店舗内外装、店舗・メニュー看板の形状と種類、設置位置、そこに書かれた文字、大きさ、書体、配色、図形(ロゴ)等を詳細に対比させた上で、店舗外観は、それ自体は営業主体を識別させるために選択させるものではないが、特徴的な店舗外観の長年にわたる使用等により、第二次的に店舗外観全体も特定の営業表示性を取得する場合もあり得ないではないと解される、とした。裁判所の指摘の通り、この点はチェーンストアー店舗の展開においては、重要な要素となる。しかしながら本件においては、裁判所は個々の構成要素に共通点が認められるものの、全体として見た場合の漠然とした印象、雰囲気やコンセプトが似ているだけでは保護されず、すくなくとも需要者の目を惹く特徴的ないし主要な構成部分が同一であるか著しく類似しており、その結果飲食店の利用者たる需要者において、当該店舗の営業主体が同一であるとの誤認混同を生じさせる客観的なおそれがあることを要する、として両者の店舗外観は類似しないと断定した。そして原告店舗の店内のツーオーダーによる玉子焼きコーナーも、とくに目新しいものではなく独占権を認めることはできない、とした。

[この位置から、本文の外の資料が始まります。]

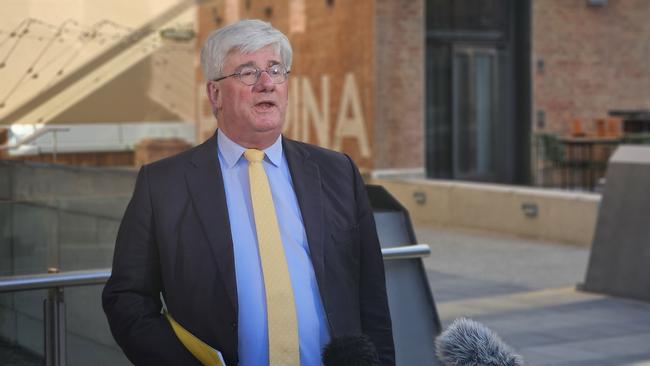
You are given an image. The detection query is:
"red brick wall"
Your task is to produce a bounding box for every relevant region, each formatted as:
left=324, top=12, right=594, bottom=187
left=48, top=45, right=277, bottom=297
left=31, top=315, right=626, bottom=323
left=373, top=0, right=425, bottom=169
left=532, top=0, right=650, bottom=133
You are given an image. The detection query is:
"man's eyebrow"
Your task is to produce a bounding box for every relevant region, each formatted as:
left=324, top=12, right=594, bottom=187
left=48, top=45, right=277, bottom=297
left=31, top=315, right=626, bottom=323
left=237, top=61, right=255, bottom=69
left=237, top=60, right=282, bottom=69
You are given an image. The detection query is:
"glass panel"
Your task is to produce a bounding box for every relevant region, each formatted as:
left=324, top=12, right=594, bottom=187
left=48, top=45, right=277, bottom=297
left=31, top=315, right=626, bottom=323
left=426, top=42, right=453, bottom=178
left=0, top=194, right=129, bottom=276
left=475, top=54, right=494, bottom=175
left=0, top=290, right=46, bottom=366
left=454, top=53, right=476, bottom=175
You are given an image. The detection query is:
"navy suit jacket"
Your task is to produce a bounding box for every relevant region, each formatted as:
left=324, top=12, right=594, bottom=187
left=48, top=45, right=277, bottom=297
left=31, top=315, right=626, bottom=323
left=102, top=134, right=395, bottom=366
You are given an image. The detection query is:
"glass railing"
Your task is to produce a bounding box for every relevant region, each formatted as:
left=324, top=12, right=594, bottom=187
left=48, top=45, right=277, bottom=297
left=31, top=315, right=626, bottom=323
left=0, top=195, right=130, bottom=365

(4)被告による被告店舗外観の使用は不法行為を構成するか。
以上の判断により、民法上の不法行為を構成するものではない。
(5)原告の損害
したがって、その余の予備的請求も理由がない。
7.以上により原告の請求はいずれも棄却された。尚、本判決に対しては既に控訴審判決がされており(大阪高裁平19・12・4)、その内容は本判決と概ね同旨である。(判例時報2003号132ページのコメントより
8.外食(飲食)業の同業種・同業態においては、どうしても店舗の外観・内外装は競合他社と似てくるものである。これを避けるには、長年の努力と苦労を重ねた業態の確立しかない。店舗のデザインやハードウエアは簡単に真似られるが、食材の調達力とセントラルキッチンの設置、そして標準化により完成された業態や店舗形態、オペレーションシステム等は、たやすく真似られるものではない。飲食店の利用者に誤認混同を生じさせることなく当該店舗の営業主体が同一であると思わせるものは、この確立された業態の店舗でしかない。本件の被告企業が設立後14年以上の間、一貫して「めしや」業態にこだわってきた点を判決は評価しているのは注目に値する。